Ehtookoto is a nonprofit association that receives most of its funding from the municipality which purchases its services. Residents pay rent and a service fee that is based on the amount of care they need. Depending on their income, the municipality may pay for some of all of this care. In that way, Ehtookoto is similar to other senior housing agencies I learned about during my time in Finland. I think, however, the level of client participation sets it apart.
- There is a resident and client council that meets once a month.
- Residents are involved in the recruitment and interviewing of new employees. Even when they were hiring for the dementia care unit, a resident of that unit was involved and asked good questions. According to the executive director, you can learn a lot about a potential employee by how they respond to the resident member of the interview team.
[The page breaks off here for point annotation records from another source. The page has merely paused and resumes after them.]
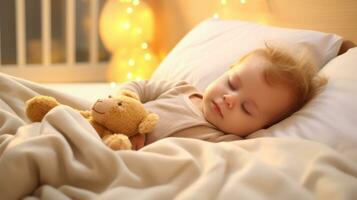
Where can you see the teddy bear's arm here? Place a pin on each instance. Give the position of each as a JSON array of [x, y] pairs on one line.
[[85, 113], [117, 141], [148, 124]]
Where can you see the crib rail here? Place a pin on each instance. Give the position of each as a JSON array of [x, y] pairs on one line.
[[70, 70]]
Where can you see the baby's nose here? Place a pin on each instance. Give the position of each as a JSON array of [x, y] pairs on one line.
[[229, 100]]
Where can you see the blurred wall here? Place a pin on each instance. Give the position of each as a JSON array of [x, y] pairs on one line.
[[176, 17]]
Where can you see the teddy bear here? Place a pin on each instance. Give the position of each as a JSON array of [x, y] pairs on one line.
[[114, 119]]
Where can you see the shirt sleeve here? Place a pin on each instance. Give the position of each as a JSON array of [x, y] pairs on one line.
[[148, 90]]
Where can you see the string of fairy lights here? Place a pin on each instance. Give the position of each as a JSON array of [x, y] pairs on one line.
[[127, 30]]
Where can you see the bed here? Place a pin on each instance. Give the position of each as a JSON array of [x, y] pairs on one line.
[[310, 155]]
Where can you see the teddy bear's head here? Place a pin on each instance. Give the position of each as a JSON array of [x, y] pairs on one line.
[[123, 114]]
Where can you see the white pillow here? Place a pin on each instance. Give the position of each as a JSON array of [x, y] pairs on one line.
[[209, 49], [331, 117]]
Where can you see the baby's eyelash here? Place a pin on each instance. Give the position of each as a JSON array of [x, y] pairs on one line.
[[230, 85], [244, 109]]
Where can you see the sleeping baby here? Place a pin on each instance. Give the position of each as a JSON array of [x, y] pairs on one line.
[[262, 88]]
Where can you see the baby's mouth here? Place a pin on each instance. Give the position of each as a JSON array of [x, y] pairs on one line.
[[217, 109]]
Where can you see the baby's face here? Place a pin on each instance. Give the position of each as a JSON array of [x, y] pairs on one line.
[[241, 101]]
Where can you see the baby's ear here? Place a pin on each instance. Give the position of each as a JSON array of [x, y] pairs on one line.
[[129, 93]]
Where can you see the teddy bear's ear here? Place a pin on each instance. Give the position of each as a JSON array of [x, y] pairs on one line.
[[148, 123], [129, 93]]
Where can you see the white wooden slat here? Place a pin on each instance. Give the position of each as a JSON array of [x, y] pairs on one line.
[[70, 31], [0, 49], [46, 32], [20, 32], [93, 41]]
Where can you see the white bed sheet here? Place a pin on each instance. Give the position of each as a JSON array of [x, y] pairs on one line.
[[89, 91]]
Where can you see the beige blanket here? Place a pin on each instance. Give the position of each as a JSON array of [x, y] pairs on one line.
[[63, 158]]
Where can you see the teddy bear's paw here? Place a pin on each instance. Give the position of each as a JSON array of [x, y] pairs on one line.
[[129, 93], [148, 124], [38, 106], [118, 142]]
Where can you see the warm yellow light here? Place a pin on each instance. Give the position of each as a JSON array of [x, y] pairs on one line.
[[136, 2], [129, 10], [121, 25], [113, 84], [128, 64], [129, 76], [147, 56], [144, 45], [131, 62]]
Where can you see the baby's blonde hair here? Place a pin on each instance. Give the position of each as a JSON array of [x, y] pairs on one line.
[[295, 71]]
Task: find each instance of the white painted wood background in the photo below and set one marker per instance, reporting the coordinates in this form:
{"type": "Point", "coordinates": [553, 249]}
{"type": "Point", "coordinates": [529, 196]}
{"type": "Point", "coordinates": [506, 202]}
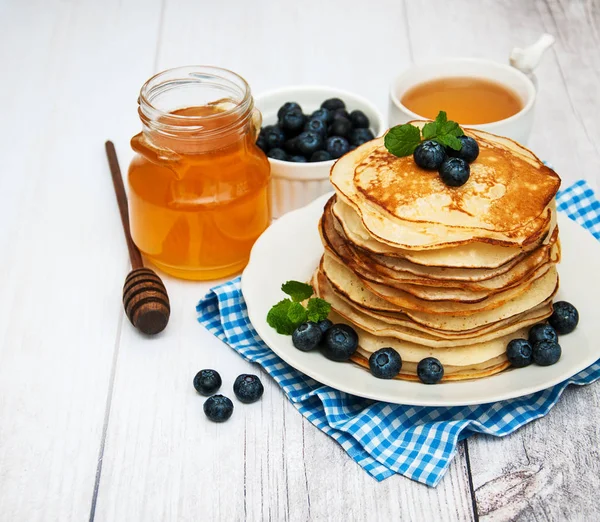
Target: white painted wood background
{"type": "Point", "coordinates": [97, 423]}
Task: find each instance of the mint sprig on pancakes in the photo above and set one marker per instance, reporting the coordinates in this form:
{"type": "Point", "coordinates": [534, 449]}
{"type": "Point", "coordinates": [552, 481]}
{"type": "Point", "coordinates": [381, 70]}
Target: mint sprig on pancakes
{"type": "Point", "coordinates": [288, 314]}
{"type": "Point", "coordinates": [402, 140]}
{"type": "Point", "coordinates": [440, 145]}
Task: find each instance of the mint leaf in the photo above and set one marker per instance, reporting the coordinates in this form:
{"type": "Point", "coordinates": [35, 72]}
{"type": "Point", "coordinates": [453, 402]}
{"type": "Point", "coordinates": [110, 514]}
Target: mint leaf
{"type": "Point", "coordinates": [402, 140]}
{"type": "Point", "coordinates": [318, 309]}
{"type": "Point", "coordinates": [447, 140]}
{"type": "Point", "coordinates": [429, 130]}
{"type": "Point", "coordinates": [450, 128]}
{"type": "Point", "coordinates": [297, 314]}
{"type": "Point", "coordinates": [441, 118]}
{"type": "Point", "coordinates": [297, 291]}
{"type": "Point", "coordinates": [278, 319]}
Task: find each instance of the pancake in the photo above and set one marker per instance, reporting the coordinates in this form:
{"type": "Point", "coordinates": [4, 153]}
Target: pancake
{"type": "Point", "coordinates": [470, 361]}
{"type": "Point", "coordinates": [508, 187]}
{"type": "Point", "coordinates": [382, 327]}
{"type": "Point", "coordinates": [431, 289]}
{"type": "Point", "coordinates": [424, 236]}
{"type": "Point", "coordinates": [409, 370]}
{"type": "Point", "coordinates": [350, 286]}
{"type": "Point", "coordinates": [340, 274]}
{"type": "Point", "coordinates": [430, 270]}
{"type": "Point", "coordinates": [470, 255]}
{"type": "Point", "coordinates": [441, 215]}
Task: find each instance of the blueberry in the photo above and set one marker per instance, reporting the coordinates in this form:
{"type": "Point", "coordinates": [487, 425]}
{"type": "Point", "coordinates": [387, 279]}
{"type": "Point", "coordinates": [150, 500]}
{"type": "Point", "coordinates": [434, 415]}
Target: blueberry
{"type": "Point", "coordinates": [542, 332]}
{"type": "Point", "coordinates": [341, 341]}
{"type": "Point", "coordinates": [262, 144]}
{"type": "Point", "coordinates": [565, 317]}
{"type": "Point", "coordinates": [248, 388]}
{"type": "Point", "coordinates": [287, 107]}
{"type": "Point", "coordinates": [218, 408]}
{"type": "Point", "coordinates": [341, 113]}
{"type": "Point", "coordinates": [430, 370]}
{"type": "Point", "coordinates": [321, 155]}
{"type": "Point", "coordinates": [315, 125]}
{"type": "Point", "coordinates": [385, 363]}
{"type": "Point", "coordinates": [429, 155]}
{"type": "Point", "coordinates": [359, 120]}
{"type": "Point", "coordinates": [359, 136]}
{"type": "Point", "coordinates": [519, 353]}
{"type": "Point", "coordinates": [325, 115]}
{"type": "Point", "coordinates": [291, 146]}
{"type": "Point", "coordinates": [454, 172]}
{"type": "Point", "coordinates": [278, 154]}
{"type": "Point", "coordinates": [332, 104]}
{"type": "Point", "coordinates": [340, 127]}
{"type": "Point", "coordinates": [274, 136]}
{"type": "Point", "coordinates": [309, 142]}
{"type": "Point", "coordinates": [546, 353]}
{"type": "Point", "coordinates": [468, 152]}
{"type": "Point", "coordinates": [207, 382]}
{"type": "Point", "coordinates": [292, 122]}
{"type": "Point", "coordinates": [325, 325]}
{"type": "Point", "coordinates": [307, 336]}
{"type": "Point", "coordinates": [337, 146]}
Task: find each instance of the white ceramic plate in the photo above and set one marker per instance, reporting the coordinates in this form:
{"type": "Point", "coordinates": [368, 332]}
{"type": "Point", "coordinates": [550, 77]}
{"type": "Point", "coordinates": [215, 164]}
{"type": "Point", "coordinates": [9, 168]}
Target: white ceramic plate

A word to the wise future applicant: if you don’t speak to or acknowledge the resident interviewer in the same way you do with everyone else, you won’t be working at Ehtookoto.
- Residents are involved in various organizational development activities such as identifying and defining the values of the organization and the elements of a good home visit.
- Residents plan and organize a variety of recreational activities
- Residents and their relatives regularly provide feedback
The director’s office door is always open and residents are not shy about voicing their concerns and sharing their ideas. At least, not eventually. Older adults are increasingly moving to places like Ehtookoto with more physical, mental, and cognitive problems than in previous years. This is because Finland’s 2013 Elder Care Law dictates that older adults should be cared for at home for as long as possible and institutional care as we have known it is being phased out. Older adults are moving to Ehtookoto, therefore, from elderly care institutions or psychiatric hospitals that are being shut down or after years of having received home care. It can be a difficult transition from a setting where you are a passive care recipient to one where you have choices and can decide how you want to live your life, with the support you need to make that happen.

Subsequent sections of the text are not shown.